Simón Knightley llenó el marco. Sus anchos hombros bloquearon la luz del pasillo, proyectando una sombra larga y dentada sobre mí. Era el Alfa de la Manada Luna de Plata, el depredador en la cima de la cadena alimenticia. Solía oler a nubes de tormenta y ozono, un aroma que hacía que mis rodillas flaquearan de deseo. Ahora, solo olía a peligro.
—Levántate, Zora —gruñó. No fue una petición; fue una vibración que sacudió mis huesos.
Traté de incorporarme, pero mis brazos eran fideos mojados. El veneno me había consumido demasiado. Tosí, y el sabor a cobre y ceniza cubrió mi lengua.
—No... no puedo —raspé.
Simón entró en la habitación. Sus ojos ámbar eran cosas planas y muertas. No veía a una compañera. No veía a una mujer moribunda. Veía un obstáculo.
—No te pregunté si podías —dijo, bajando la voz a ese aterrador registro de Alfa—. Te lo estoy ordenando.
El aire en la habitación se convirtió en plomo, aplastando mis pulmones.
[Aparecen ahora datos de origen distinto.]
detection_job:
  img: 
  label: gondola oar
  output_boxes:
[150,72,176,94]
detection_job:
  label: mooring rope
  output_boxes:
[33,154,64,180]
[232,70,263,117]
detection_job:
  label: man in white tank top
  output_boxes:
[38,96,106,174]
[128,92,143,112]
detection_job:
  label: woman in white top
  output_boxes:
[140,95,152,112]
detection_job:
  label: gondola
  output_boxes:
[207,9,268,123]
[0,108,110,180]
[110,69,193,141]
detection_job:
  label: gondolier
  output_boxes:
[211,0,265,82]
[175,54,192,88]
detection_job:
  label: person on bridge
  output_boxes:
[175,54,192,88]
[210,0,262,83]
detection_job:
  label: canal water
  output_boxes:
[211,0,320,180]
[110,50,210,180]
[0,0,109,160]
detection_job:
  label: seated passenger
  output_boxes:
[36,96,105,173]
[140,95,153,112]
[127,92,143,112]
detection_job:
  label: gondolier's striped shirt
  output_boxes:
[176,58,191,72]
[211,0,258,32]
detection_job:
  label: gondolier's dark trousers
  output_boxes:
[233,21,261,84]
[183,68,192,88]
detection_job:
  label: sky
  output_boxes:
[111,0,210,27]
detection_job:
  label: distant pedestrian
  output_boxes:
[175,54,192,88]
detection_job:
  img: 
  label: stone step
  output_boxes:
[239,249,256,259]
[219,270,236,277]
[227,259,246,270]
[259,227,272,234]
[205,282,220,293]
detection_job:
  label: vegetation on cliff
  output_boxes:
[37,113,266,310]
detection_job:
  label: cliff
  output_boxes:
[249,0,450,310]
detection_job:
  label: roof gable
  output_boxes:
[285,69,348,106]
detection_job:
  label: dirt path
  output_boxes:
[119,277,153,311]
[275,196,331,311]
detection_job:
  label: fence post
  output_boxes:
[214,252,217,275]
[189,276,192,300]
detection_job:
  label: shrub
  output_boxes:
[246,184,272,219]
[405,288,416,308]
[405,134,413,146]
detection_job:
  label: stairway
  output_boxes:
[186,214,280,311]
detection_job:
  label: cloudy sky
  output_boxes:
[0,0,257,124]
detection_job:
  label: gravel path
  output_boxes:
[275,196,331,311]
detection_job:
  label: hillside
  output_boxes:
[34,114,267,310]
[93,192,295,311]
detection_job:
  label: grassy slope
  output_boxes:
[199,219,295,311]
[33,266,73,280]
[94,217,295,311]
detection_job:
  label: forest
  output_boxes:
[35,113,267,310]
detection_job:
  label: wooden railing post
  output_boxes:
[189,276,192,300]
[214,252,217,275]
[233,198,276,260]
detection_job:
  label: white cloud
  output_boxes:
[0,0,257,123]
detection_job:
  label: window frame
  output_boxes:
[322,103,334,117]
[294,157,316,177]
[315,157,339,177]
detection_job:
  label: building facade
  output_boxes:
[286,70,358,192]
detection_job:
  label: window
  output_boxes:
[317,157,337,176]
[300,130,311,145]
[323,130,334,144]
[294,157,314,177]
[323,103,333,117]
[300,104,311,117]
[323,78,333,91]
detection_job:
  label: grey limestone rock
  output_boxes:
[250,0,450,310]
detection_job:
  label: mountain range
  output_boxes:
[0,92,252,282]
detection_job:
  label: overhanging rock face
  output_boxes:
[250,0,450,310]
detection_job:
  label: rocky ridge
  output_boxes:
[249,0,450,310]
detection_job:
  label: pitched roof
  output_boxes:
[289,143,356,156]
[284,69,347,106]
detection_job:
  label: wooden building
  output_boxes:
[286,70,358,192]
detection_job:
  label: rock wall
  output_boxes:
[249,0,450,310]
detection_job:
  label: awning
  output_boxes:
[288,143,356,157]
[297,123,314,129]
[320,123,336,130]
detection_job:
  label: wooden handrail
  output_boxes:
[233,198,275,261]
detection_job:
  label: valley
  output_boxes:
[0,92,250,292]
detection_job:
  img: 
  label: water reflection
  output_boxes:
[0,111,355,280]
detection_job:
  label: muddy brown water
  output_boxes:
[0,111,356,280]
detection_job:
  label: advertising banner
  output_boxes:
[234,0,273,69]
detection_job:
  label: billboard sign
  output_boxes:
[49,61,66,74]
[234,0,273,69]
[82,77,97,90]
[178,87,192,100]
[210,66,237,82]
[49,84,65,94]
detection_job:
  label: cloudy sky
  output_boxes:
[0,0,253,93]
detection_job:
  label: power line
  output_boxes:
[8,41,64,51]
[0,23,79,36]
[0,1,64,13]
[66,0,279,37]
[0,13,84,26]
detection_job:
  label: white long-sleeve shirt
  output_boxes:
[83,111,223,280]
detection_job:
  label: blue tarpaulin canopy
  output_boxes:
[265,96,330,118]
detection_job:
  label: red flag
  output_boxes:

El Comando Alfa no era algo contra lo que pudieras luchar; era gravedad pura. Mi cuerpo me traicionó, ignorando a mi cerebro y mi dolor. Mis músculos se movieron espasmódicamente, manejados como títeres por su voz. Me puse de pie, tambaleándome como una borracha, con lágrimas de esfuerzo nublando mi visión.
Azotó un documento sobre la mesa coja.